Handling errors while deploying Kubernetes cluster on VM cluster with Calico network
My labmate (선배님) and I are trying to install Kubernetes for research. And we decided to first install it on a Virtual box machines cluster.
Virtual Box Machine cluster
First of all, we created a cluster in Virtual Box application. It includes a master node and 2 slave nodes. They are all running on Ubuntu 18.04. We use a network interface for local connect and a network interface to access to the Internet. My labmate helped me to create so I do not know well, actually.
Install kubeadm toolbox
You can find a comprehensive guide to install kubeadm
provided by official kubernetes website here. Hence I will only mention some steps and errors which I encountered.

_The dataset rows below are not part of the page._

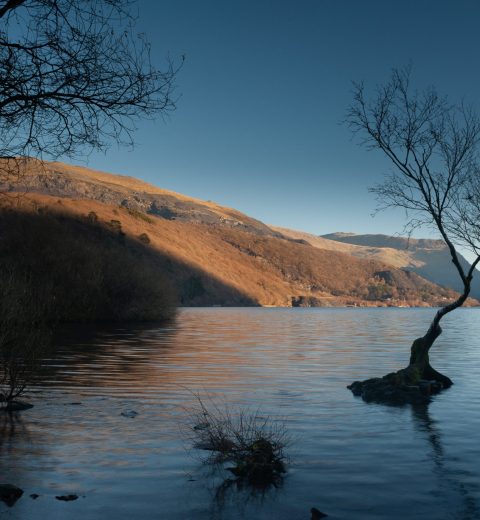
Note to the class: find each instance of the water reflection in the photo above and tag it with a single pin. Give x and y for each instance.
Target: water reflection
(450, 480)
(349, 459)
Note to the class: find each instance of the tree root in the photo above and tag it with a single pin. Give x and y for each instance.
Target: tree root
(407, 386)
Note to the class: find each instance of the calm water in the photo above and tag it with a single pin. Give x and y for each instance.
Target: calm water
(352, 460)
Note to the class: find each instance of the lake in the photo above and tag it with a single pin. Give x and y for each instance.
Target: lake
(352, 460)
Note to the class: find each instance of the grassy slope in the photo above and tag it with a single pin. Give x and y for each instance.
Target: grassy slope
(259, 269)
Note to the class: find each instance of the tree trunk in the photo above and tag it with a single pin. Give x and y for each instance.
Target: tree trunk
(419, 359)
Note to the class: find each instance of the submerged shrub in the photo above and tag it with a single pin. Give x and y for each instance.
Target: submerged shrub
(254, 445)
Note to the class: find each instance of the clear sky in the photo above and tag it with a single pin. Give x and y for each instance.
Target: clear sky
(264, 88)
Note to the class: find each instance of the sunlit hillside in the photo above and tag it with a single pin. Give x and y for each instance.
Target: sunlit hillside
(219, 256)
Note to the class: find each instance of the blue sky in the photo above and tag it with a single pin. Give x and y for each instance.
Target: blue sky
(263, 91)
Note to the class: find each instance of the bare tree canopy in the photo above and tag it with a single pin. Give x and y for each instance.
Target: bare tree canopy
(74, 76)
(434, 147)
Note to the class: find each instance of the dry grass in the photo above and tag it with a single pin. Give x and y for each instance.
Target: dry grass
(253, 445)
(242, 268)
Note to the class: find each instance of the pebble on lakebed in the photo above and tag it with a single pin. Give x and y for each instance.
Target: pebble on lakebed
(67, 498)
(16, 406)
(10, 494)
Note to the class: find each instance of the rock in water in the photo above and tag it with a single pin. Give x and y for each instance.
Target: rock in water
(67, 498)
(129, 413)
(10, 494)
(317, 514)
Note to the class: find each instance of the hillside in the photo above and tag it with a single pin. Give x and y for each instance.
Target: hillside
(214, 255)
(426, 257)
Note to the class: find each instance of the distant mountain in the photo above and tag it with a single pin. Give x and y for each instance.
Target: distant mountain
(219, 256)
(426, 257)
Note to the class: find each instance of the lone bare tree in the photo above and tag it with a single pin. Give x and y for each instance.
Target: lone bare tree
(434, 148)
(74, 76)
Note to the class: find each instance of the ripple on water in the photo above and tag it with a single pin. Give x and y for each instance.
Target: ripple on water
(350, 459)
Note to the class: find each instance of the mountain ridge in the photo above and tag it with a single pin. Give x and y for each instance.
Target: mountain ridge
(261, 263)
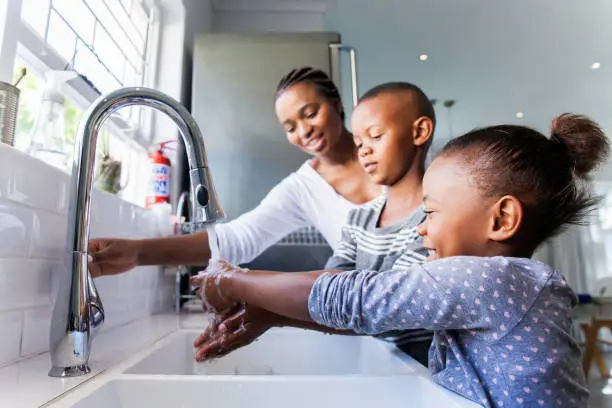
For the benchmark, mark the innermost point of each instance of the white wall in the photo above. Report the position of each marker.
(33, 223)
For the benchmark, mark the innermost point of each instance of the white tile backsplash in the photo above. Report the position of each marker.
(25, 283)
(36, 324)
(15, 229)
(33, 226)
(10, 341)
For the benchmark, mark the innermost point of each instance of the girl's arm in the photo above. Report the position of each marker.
(456, 293)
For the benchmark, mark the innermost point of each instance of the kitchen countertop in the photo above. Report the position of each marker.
(26, 383)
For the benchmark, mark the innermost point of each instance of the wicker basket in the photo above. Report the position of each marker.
(9, 104)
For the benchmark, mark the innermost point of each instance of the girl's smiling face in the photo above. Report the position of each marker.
(460, 219)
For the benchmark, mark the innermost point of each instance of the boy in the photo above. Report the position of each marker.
(393, 125)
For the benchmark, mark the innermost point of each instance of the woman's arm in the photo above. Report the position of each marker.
(240, 240)
(461, 293)
(282, 293)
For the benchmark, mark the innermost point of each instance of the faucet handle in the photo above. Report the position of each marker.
(97, 308)
(205, 207)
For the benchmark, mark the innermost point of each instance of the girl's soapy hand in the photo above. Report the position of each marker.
(211, 282)
(238, 329)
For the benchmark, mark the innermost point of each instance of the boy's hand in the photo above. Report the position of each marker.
(211, 282)
(236, 330)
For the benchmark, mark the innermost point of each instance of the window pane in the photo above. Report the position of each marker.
(120, 13)
(141, 18)
(88, 64)
(35, 13)
(61, 37)
(78, 16)
(109, 53)
(109, 26)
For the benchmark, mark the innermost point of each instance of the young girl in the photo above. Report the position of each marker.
(501, 319)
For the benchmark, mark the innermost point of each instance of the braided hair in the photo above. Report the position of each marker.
(548, 175)
(316, 77)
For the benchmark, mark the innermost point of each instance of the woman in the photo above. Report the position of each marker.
(320, 193)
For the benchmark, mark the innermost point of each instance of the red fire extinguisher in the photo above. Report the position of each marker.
(159, 177)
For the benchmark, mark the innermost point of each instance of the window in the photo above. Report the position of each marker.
(110, 44)
(105, 40)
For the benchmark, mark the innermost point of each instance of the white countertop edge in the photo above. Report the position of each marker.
(27, 384)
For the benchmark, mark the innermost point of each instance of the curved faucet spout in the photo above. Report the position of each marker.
(78, 308)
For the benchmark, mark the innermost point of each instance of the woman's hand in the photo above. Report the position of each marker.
(112, 256)
(212, 283)
(237, 329)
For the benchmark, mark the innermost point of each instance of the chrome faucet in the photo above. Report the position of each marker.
(78, 311)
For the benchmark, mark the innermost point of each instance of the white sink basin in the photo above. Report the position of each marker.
(279, 352)
(254, 392)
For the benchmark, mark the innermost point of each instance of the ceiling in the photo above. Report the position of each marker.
(495, 58)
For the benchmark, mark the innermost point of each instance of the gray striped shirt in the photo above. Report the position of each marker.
(365, 246)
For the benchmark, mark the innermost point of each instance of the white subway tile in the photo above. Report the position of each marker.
(34, 183)
(49, 235)
(24, 283)
(10, 340)
(36, 326)
(15, 229)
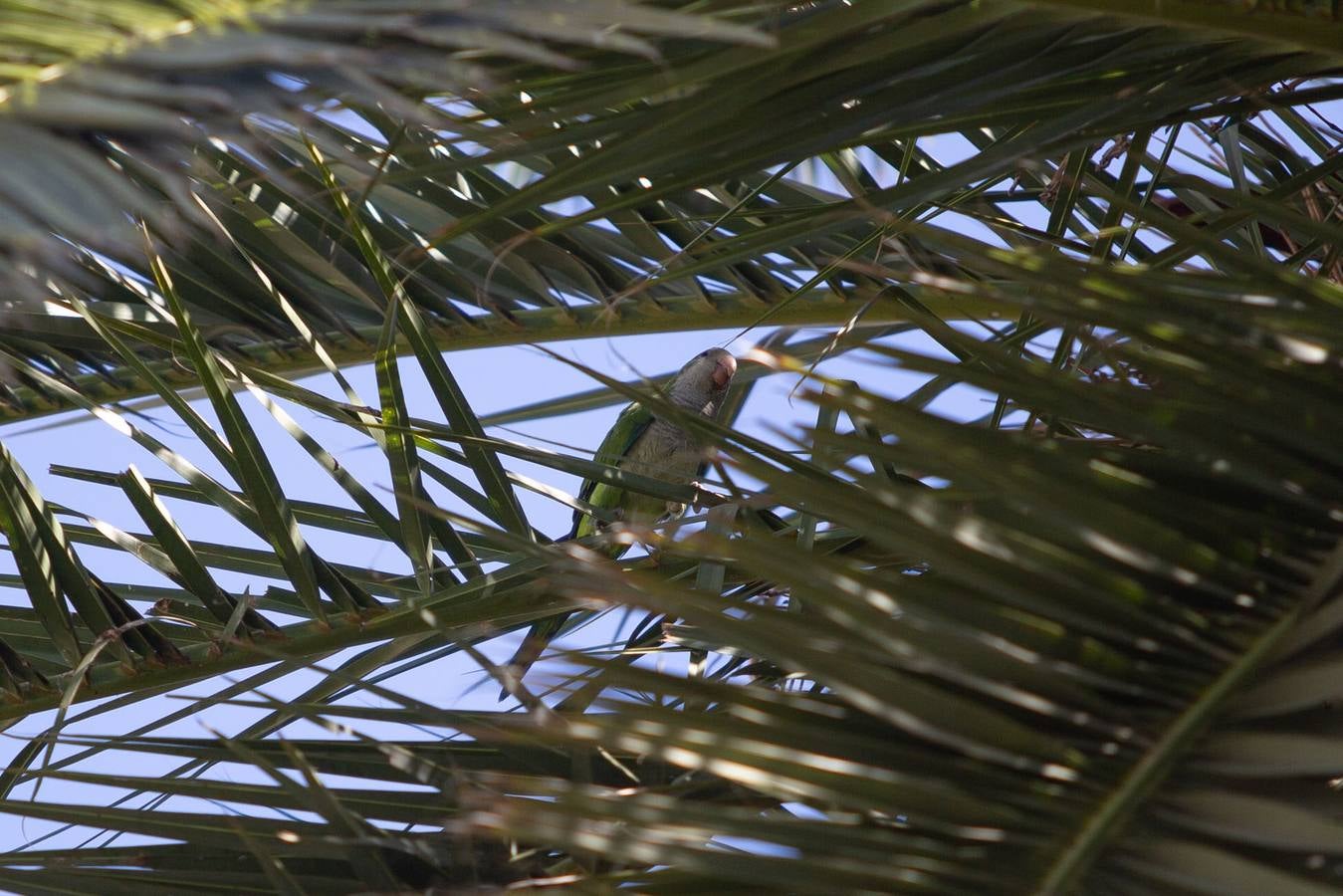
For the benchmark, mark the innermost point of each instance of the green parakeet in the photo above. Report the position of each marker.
(643, 443)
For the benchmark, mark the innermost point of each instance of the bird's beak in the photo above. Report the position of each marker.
(724, 369)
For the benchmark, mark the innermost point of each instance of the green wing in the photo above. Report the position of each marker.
(633, 422)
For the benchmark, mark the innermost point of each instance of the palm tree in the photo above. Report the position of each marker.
(1096, 656)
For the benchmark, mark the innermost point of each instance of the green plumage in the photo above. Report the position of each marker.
(642, 443)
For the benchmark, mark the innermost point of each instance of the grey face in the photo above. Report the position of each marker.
(705, 379)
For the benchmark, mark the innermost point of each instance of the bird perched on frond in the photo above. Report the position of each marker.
(647, 445)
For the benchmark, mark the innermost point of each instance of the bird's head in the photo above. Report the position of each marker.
(709, 373)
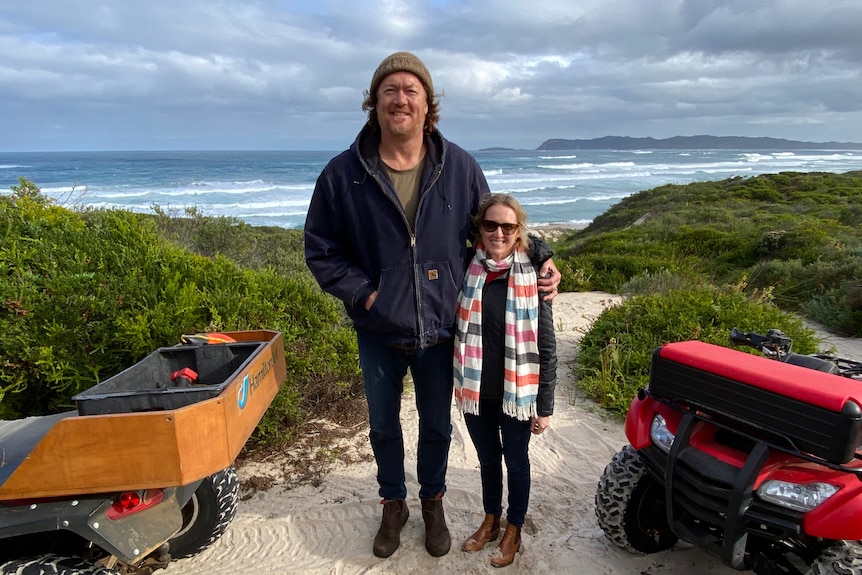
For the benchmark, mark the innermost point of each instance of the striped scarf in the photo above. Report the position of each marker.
(521, 361)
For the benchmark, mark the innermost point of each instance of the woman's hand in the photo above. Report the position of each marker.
(549, 280)
(539, 424)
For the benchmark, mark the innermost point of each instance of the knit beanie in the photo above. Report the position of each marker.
(402, 62)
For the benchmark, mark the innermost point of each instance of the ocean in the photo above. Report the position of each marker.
(272, 188)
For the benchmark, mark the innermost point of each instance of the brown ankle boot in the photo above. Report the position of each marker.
(488, 531)
(437, 539)
(509, 545)
(388, 538)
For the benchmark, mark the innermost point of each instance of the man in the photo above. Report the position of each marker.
(386, 233)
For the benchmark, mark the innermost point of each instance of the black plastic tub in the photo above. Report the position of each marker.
(147, 385)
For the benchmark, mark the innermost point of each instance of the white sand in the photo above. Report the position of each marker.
(328, 528)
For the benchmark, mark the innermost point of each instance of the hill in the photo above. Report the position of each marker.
(693, 142)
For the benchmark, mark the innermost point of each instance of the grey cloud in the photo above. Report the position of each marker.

To eliminate as many errors as possible, I recommend you to check the requirement carefully provided on the website. Also, make sure the internet connection among nodes, between each node and the internet, the certificates.
Install kubeadm, kubelet and kubectl
We will install these packages on all of the machines:
kubeadm
: the command to bootstrap the cluster.kubelet
: the component that runs on all of the machines in your cluster and does things like starting pods and containers.kubectl
: the command line util to talk to your cluster.kubernetes-cni
: Kubernetes uses CNI (Container Network Interface) as an interface between network providers and Kubernetes networking.
No valid OpenPGP data found
We start by adding key using the commands:
$ curl -s https://packages.cloud.google.com/apt/doc/apt-key.gpg | sudo apt-key add -
Sometimes, this command shows the error:
gpg: no valid OpenPGP data found
We can try with wget
and --no-check-certificate
to download the apt-key.gpg
file and add the key file separately.
$ wget --no-check-certificate https://packages.cloud.google.com/apt/doc/apt-key.gpg
$ sudo apt-key add apt-key.gpg
Update repositories issue
We need to add software repositories (sources) to download and install necessary packages for the computers.
$ cat <<EOF | sudo tee /etc/apt/sources.list.d/kubernetes.list
deb https://apt.kubernetes.io/ kubernetes-xenial main
EOF$ apt-get update
$ apt-get install -y kubelet kubeadm kubectl kubernetes-cni
However, due to addresses redirection, some errors can occurs while calling update command. For example:
W: The repository 'https://apt.kubernetes.io kubernetes-xenial Release' does not have a Release file
Instead, we can specify the exact address as following.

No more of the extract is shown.